Mothers bending over at the park to scoop up their toddlers. Moms in the mall bending down to dig some fishy crackers out from the basket under their stroller. Mamas around the neighborhood squatting down to pet a friendly dog or to pick up the morning paper.
Sneaking out from those damn low-rise jeans.
And not just your standard basic comfy cotton thong, I'm talking like black or red or fuschia or flowered or zebra-striped and shiny-silky and often lacy. Yes, lacy.
And I'm all, huh?
Now if you read my post last week, you might remember that I admitted actually laying out in the sun in a bikini thong in public. But I was in my mid-20's and my body had not yet been subjected to the trauma that growing, sustaining and then pushing out a few kids does.
So I've had my thong wearing days, bikini and otherwise, but right about now it feels like a oh, so distant memory. It's waaaayyyy back there buried with what it felt like to sleep through the night. But I'm starting to feel it's time to challenge myself to wrap my brain around the remote possibility that getting my fat ass into a pair of thong underwear will actually help me feel, well, um, like a shadow of my former self.
And really what's so wrong with feeling like a shadow? Shadows are kinda cool, kinda mysterious, kinda sexy. Am I right?
Yeah, I'll start with the being a shadow and I'll go from there.
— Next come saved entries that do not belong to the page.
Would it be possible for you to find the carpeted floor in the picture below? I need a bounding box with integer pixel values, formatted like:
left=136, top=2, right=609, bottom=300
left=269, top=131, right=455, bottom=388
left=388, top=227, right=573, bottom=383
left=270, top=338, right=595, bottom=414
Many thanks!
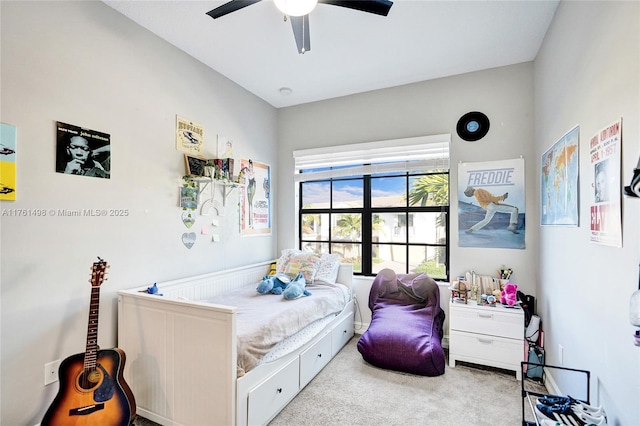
left=134, top=336, right=546, bottom=425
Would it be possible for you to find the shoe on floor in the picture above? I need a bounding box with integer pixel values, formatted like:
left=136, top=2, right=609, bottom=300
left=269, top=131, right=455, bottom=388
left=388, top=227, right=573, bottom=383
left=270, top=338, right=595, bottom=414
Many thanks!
left=538, top=396, right=571, bottom=406
left=570, top=398, right=606, bottom=417
left=573, top=410, right=607, bottom=425
left=536, top=403, right=573, bottom=417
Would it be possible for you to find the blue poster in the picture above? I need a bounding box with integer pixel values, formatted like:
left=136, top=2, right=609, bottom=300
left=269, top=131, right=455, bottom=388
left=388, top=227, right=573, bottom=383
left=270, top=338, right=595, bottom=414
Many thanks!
left=541, top=125, right=579, bottom=226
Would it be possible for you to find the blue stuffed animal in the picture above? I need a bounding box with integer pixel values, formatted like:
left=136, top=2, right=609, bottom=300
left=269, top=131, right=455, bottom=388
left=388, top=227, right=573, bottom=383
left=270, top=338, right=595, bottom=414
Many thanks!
left=282, top=272, right=312, bottom=300
left=256, top=273, right=289, bottom=295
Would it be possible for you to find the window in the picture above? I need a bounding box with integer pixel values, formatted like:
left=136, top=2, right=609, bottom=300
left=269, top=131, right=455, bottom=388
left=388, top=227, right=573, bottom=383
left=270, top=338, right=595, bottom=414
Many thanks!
left=294, top=135, right=450, bottom=280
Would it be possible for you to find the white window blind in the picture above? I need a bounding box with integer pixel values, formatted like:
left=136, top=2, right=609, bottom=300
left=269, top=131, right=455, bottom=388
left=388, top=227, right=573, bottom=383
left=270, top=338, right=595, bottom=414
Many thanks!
left=293, top=134, right=450, bottom=182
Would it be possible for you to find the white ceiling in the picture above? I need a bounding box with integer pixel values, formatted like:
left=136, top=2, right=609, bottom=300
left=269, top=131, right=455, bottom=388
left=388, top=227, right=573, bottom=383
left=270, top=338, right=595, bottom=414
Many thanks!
left=102, top=0, right=560, bottom=108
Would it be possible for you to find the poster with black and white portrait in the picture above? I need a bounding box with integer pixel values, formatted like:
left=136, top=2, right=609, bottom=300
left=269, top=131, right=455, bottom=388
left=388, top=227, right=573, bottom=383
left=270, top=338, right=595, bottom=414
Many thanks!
left=55, top=121, right=110, bottom=179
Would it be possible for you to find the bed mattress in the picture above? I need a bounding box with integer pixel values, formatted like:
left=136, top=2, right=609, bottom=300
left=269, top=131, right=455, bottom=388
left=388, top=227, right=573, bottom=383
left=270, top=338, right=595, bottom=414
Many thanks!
left=205, top=281, right=350, bottom=376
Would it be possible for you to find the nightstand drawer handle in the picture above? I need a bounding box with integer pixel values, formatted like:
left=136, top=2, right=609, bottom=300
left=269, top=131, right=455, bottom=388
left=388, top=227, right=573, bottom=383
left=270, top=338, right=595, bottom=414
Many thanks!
left=478, top=314, right=493, bottom=319
left=477, top=338, right=493, bottom=344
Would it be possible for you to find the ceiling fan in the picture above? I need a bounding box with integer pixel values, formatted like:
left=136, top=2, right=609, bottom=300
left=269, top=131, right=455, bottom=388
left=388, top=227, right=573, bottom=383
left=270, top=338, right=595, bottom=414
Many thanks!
left=206, top=0, right=393, bottom=54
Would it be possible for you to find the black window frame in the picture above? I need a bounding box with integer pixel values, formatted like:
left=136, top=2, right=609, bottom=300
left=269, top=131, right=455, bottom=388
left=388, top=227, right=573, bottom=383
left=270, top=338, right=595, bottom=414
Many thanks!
left=298, top=170, right=450, bottom=280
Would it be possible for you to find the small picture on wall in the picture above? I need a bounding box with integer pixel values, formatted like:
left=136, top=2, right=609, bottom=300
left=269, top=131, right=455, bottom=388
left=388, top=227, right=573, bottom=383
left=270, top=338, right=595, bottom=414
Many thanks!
left=176, top=115, right=204, bottom=155
left=0, top=123, right=17, bottom=200
left=217, top=135, right=233, bottom=159
left=55, top=121, right=110, bottom=179
left=240, top=159, right=271, bottom=236
left=180, top=186, right=198, bottom=210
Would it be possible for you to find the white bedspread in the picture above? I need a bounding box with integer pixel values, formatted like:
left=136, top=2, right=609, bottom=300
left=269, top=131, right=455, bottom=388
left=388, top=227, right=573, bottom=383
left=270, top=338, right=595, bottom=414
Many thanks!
left=204, top=281, right=350, bottom=377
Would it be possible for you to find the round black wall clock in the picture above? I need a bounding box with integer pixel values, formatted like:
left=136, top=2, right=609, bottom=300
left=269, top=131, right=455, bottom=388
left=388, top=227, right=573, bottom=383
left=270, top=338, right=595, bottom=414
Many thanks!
left=457, top=111, right=490, bottom=141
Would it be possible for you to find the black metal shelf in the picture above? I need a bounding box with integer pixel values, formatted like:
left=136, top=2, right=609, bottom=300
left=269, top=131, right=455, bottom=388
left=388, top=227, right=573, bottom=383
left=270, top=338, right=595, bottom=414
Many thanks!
left=520, top=361, right=591, bottom=426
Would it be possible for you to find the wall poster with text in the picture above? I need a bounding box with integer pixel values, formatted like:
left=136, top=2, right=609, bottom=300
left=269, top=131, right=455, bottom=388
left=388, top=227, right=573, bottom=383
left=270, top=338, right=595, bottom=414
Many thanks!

You see, ever since I suffered through that eternal death-defying 36-hour-labor of my firstborn nearly seven years ago, my desire to slip on a pair of thongies has evaporated along with my desire to look at my naked ass in a mirror in broad daylight. Not like I used to stare at my naked ass in broad daylight all the time BEFORE kids, it's just that if I caught a glance of it I could tolerate the image. Now, notsomuch.
And something about all of the hoohah that happens down there during and after you birth a child, well, it just has made me less interested in slipping on a tiny string of cloth across my hoohah. (Which I NEVER call hoohah by the way. Creative license okay?)
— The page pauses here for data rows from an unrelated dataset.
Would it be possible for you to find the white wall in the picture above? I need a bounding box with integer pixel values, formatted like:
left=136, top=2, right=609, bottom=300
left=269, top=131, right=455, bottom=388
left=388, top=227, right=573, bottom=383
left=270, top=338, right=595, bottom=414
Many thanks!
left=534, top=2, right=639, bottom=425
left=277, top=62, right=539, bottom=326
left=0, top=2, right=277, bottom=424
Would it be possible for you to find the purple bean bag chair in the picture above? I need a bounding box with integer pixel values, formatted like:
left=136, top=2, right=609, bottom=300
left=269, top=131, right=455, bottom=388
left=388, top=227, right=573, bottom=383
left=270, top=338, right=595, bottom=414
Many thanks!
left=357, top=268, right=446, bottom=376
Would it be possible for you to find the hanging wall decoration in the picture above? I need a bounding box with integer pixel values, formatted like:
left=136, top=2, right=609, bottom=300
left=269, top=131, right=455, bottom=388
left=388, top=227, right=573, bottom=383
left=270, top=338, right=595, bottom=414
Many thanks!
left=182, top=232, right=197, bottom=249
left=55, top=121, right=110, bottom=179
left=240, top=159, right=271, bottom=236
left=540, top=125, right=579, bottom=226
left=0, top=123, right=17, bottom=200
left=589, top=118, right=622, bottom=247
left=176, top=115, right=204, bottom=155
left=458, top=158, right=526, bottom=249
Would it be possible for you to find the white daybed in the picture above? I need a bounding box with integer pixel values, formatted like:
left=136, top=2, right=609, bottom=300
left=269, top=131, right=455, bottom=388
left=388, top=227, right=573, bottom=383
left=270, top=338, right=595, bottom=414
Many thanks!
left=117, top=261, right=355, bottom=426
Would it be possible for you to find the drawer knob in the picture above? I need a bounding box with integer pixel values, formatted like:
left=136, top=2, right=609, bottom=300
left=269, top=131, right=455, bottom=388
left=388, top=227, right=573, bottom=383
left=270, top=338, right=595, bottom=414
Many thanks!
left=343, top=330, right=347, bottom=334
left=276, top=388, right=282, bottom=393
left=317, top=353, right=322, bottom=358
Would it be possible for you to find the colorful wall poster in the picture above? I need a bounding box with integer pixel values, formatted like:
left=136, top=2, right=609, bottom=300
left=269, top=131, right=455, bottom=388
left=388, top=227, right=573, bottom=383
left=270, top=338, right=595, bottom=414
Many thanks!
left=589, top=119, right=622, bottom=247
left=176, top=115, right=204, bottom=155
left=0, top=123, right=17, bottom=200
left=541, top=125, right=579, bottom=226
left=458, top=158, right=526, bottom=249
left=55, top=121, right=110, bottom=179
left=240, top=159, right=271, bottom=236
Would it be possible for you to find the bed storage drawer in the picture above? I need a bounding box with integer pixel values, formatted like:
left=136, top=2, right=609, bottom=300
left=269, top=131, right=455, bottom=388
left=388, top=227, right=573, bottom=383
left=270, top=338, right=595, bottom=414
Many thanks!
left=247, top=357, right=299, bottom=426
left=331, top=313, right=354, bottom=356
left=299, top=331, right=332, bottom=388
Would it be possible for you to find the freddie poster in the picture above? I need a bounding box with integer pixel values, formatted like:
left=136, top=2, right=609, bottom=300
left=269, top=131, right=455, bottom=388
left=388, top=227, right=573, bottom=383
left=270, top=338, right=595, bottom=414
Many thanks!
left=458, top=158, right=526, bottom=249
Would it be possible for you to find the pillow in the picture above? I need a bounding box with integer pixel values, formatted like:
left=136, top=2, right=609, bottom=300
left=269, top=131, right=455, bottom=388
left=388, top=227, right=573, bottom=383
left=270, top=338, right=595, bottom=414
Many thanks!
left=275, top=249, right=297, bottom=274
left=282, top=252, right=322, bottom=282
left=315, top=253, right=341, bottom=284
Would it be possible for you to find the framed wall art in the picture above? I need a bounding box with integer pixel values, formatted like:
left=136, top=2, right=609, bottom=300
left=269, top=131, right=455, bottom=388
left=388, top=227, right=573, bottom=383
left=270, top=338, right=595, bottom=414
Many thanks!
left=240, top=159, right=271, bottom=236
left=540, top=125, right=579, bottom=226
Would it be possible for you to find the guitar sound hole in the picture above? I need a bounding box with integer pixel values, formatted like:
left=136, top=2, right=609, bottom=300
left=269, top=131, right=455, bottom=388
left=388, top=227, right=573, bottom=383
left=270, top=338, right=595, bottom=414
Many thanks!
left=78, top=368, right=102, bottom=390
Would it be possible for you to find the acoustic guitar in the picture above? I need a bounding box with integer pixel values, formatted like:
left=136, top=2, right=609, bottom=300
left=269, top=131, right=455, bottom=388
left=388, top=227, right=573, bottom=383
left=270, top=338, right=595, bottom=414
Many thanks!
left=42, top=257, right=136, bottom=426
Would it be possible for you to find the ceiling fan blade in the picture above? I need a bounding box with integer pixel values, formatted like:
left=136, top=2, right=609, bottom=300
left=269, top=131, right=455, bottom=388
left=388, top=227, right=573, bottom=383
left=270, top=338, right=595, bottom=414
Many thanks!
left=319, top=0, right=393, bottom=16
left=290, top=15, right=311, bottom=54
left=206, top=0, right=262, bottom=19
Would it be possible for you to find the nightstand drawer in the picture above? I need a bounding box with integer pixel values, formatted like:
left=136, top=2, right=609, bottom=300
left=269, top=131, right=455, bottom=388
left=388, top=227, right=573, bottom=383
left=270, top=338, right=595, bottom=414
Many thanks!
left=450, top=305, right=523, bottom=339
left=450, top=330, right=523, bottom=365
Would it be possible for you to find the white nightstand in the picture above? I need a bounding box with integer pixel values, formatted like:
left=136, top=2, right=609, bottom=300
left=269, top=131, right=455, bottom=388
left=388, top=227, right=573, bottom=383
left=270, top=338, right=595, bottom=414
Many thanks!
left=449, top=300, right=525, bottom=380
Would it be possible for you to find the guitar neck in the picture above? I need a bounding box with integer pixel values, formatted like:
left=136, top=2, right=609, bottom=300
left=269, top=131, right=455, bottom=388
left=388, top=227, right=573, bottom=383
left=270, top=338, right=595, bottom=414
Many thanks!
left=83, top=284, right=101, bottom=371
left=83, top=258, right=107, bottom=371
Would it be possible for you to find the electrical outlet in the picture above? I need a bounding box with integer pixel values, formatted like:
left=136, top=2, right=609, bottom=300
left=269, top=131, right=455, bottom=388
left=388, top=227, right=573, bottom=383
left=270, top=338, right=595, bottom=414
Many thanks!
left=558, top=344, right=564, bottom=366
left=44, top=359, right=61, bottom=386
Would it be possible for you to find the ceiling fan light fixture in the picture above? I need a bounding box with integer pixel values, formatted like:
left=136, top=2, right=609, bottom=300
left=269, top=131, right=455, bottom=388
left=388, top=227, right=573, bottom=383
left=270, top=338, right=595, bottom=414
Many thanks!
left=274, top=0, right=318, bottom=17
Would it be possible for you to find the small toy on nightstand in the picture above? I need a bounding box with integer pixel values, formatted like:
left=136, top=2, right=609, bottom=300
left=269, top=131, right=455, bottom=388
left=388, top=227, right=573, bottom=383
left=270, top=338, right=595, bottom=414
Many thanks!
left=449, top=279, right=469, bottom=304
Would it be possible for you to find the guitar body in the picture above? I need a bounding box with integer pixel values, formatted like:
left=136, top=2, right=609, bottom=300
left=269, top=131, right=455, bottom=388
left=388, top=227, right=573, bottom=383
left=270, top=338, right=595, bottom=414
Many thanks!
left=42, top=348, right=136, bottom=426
Over the past seven years, my body has expanded and morphed into a baby-making station three times. And I still have a 22-month-old lil' dude sucking the life out of me through my nipples. So my body still feels like it belongs to someone else. It's on loaner, as my dear friend says. Yep, that says it about right. And while it's in this loaner/loner state, wearing your basic cotton DKNY beige basic underwear feels like the right mood underwear.
So what's wrong with me? I see mamas who have pushed out babies six months ago and less and THEY are back to the thong life already. What gives?
I wish I could be one of those moms cooing at their infant wearing low-rise jeans and feeling all sexay with my black, lacy, thong underwear showing above my jeans for all to see. It's like a sign to the world that it's all cool down there. I'm feeling like my old self again. I'm ready for some lovin' action. Push out a baby? Yeah, whateves.
But for me? It's been a whole hell of a lot more than whateves.
Sometime between the first birth and now, in the middle of the night somewhere, I feel like I've lost a real part of myself. The part of me that was confident in my body image. The part of me that was comfortable in my skin. The part of me that could strut my stuff on the sand in a bikini thong.
And I'm feeling like I want a part of that me back.
Not like I'll ever look the same. I know I won't. It's not possible. Really. I know that. But I think I can get back a bit of a the thong attitude, you know? I think it's in there somewhere and it's time I start coaxing it back out.
I think it'll be good for me. It's actually quite essential. For the soul.
Yeah, I'm starting my own personal take-back-the-thong movement.
And with summer dawning and my third (and last) baby on the verge of turning two-friggin'-years-old already, I'm feeling it's about damn time.